Question for all the Net Neutrality proponents, and let's try to keep this civil
If the regulation that the FCC wants to roll back never entered force, how will anything change?
I don't necessarily disagree with the regulations that were written up but if they were never in force, how will preventing them from taking effect be the end of open internet? That seems like status quo.
>>61356083
ISPs started to look for loopholes in past legislation to weasel their asses out of net neutrality. The current legislation exists to keep net neutrality for long term. Obviously, ISPs don't want that. That's why rolling back isn't good. It's also a bad message. If ISPs get what they want they will keep pushing and trying for more.

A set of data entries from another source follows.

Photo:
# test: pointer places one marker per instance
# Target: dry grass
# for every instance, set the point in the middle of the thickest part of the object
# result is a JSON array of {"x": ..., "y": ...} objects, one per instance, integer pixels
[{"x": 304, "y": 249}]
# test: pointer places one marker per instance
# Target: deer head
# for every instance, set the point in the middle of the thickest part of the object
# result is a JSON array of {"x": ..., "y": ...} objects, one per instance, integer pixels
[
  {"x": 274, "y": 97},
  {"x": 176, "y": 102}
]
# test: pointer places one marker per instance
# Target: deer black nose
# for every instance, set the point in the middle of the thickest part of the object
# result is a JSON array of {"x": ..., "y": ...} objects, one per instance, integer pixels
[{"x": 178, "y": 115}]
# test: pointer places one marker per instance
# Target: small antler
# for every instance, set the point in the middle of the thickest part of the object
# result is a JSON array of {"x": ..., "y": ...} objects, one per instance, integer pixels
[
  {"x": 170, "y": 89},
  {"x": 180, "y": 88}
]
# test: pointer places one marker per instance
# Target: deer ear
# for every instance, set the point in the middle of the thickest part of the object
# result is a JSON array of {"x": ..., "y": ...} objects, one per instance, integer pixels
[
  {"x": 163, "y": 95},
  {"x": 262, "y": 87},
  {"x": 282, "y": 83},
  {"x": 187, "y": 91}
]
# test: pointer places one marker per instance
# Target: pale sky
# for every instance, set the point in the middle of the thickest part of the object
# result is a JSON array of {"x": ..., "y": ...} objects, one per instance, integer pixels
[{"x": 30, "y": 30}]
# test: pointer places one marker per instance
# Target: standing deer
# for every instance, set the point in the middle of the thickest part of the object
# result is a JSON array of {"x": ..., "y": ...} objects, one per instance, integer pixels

The system how it is run now is less profitable for ISPs, because it makes it hard for them to budget customers below their actual contractual agreements. ISPs want you to pay up decent money while only using minuscule amounts of data and bandwidth. They underestimated Netflix and other streaming services. With those in place, every customer is a potential burden on their network.
The whole situation is really straightforward. Only shills will argue against net neutrality. Literally. Only people who directly benefit from fucking over customers have arguments against net neutrality.
>>61356083
Previously Net Neutrality was treated as if it were in effect until the situation changed legally. Right now ISPs likely don't want to risk people becoming aware of the situation and negative consequences to them by inconveniencing normies severely enough that they would complain and prevent a rollback.